Time – see? Not enough of it.


Max Frisch
“Time does not change us. It just unfold us.”

And then there are my parents. I see them grow older every day. They turn me into a live witness of what becoming less able can look like.
I wish for more time with them. Happy, healthy, worry-free time.
My dad recently had a scary moment; we had family over for dinner and I was ordering pizza’s for everyone, except for him. He doesn’t eat pizza.
Usually, we get him something else, no problem. This time, he cried because he thought we were forgetting about him.
As time passes, it’s harder to look at my parents and not feel overwhelmed with sadness or grief; even though they’re still here, they’re moving away from me. To a place I can’t reach.

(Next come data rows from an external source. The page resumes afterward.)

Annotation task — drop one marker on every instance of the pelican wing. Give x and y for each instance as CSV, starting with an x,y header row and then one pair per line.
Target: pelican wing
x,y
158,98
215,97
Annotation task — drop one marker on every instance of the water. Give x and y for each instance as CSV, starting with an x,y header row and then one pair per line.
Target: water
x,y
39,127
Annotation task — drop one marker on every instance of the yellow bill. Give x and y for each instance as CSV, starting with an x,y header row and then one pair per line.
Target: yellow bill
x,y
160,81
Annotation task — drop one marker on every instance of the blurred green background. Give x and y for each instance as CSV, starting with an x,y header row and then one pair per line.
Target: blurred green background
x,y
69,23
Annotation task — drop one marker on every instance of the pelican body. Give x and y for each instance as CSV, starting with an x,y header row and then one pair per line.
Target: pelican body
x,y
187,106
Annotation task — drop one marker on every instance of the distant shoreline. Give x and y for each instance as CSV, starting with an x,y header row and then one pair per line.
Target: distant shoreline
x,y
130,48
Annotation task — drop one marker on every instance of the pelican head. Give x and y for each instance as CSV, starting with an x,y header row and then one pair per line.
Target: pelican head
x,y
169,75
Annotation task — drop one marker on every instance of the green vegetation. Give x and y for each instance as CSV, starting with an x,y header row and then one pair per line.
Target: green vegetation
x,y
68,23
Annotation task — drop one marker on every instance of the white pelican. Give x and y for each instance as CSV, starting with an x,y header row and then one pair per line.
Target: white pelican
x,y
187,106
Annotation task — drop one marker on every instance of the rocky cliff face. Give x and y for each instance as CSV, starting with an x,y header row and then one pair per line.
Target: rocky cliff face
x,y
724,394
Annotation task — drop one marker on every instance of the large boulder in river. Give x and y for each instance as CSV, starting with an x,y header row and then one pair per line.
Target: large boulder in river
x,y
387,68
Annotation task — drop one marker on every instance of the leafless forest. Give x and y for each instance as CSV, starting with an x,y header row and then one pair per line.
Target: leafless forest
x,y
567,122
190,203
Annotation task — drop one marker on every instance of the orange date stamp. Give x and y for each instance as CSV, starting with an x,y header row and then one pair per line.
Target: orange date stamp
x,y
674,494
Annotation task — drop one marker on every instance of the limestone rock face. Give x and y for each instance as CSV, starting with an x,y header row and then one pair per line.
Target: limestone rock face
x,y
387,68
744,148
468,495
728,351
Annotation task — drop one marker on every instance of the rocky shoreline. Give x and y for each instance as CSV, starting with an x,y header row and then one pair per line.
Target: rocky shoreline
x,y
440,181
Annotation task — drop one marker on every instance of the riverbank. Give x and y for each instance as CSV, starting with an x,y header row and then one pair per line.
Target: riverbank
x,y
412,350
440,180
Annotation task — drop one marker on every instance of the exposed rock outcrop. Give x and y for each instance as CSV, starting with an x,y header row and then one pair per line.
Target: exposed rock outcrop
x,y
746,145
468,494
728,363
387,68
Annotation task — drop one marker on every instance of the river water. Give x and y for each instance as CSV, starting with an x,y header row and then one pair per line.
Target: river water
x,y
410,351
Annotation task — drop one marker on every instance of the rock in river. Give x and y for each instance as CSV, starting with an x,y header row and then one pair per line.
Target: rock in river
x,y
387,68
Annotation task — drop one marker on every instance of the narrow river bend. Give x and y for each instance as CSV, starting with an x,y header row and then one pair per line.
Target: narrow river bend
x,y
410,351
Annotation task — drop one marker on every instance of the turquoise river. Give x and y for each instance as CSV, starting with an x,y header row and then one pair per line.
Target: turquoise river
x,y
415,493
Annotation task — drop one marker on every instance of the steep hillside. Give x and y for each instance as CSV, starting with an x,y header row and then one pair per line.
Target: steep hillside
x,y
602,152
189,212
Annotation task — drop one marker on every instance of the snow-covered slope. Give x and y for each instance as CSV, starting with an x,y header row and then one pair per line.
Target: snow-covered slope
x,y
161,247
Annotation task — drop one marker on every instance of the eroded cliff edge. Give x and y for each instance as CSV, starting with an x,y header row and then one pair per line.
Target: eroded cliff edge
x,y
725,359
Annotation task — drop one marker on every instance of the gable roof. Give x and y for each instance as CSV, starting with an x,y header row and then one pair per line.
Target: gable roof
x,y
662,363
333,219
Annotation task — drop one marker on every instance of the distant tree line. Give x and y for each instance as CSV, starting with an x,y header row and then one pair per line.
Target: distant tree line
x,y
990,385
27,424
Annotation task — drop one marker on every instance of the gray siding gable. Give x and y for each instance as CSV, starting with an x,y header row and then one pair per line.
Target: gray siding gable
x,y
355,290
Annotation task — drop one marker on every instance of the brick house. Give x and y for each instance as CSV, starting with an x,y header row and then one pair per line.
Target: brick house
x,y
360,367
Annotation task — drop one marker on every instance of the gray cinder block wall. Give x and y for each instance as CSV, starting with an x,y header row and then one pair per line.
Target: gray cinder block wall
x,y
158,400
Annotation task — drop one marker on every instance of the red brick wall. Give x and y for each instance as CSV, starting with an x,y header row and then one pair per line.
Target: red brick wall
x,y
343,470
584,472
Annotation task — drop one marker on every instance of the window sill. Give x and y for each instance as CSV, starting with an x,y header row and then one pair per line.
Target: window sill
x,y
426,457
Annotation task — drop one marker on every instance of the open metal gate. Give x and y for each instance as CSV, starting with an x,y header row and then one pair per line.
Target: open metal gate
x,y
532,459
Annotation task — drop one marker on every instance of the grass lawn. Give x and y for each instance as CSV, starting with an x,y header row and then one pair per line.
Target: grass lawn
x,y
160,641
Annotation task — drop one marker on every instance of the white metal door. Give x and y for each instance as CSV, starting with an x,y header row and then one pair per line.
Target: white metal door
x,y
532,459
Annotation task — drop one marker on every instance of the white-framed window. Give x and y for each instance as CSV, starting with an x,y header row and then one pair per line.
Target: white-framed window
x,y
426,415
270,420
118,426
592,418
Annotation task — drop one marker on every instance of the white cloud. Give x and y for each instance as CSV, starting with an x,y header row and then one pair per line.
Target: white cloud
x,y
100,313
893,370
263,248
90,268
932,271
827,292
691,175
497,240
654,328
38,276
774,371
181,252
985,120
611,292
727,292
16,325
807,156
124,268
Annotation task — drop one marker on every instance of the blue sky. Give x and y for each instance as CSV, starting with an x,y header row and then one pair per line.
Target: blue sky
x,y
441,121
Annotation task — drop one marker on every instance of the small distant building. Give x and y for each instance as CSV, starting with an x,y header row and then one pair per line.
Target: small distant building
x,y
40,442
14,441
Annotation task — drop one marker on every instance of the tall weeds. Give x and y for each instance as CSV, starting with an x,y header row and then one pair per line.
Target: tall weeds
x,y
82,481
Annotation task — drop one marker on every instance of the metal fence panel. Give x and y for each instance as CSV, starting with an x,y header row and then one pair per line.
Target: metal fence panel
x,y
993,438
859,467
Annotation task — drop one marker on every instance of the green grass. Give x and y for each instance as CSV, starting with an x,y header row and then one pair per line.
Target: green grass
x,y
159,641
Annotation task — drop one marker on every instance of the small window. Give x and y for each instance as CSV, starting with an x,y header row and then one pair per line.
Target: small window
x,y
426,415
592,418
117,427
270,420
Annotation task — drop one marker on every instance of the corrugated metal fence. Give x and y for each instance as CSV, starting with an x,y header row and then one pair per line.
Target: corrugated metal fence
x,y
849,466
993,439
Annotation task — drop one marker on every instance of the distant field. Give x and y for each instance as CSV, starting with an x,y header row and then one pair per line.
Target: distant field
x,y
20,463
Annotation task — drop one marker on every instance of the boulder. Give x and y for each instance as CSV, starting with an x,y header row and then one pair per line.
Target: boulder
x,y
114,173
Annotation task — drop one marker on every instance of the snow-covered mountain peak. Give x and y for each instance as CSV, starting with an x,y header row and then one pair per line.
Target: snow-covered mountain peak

Their time is running out and I am trying to fool myself into ignorance.
I wish I could go back to the days when I was a child. When Summer was still Summer. When my dad never cried and my mom was never sick.
Those days felt like they’d last forever.
Would I have appreciated them more if I had known the future?
Maybe. Probably not.
Perhaps not all changes time reveals are bad, for I am now more grateful for every day I am given.
But you know, time… you could still slow down. Even just for a bit.
I wouldn’t mind it too much if we’d get a little extra.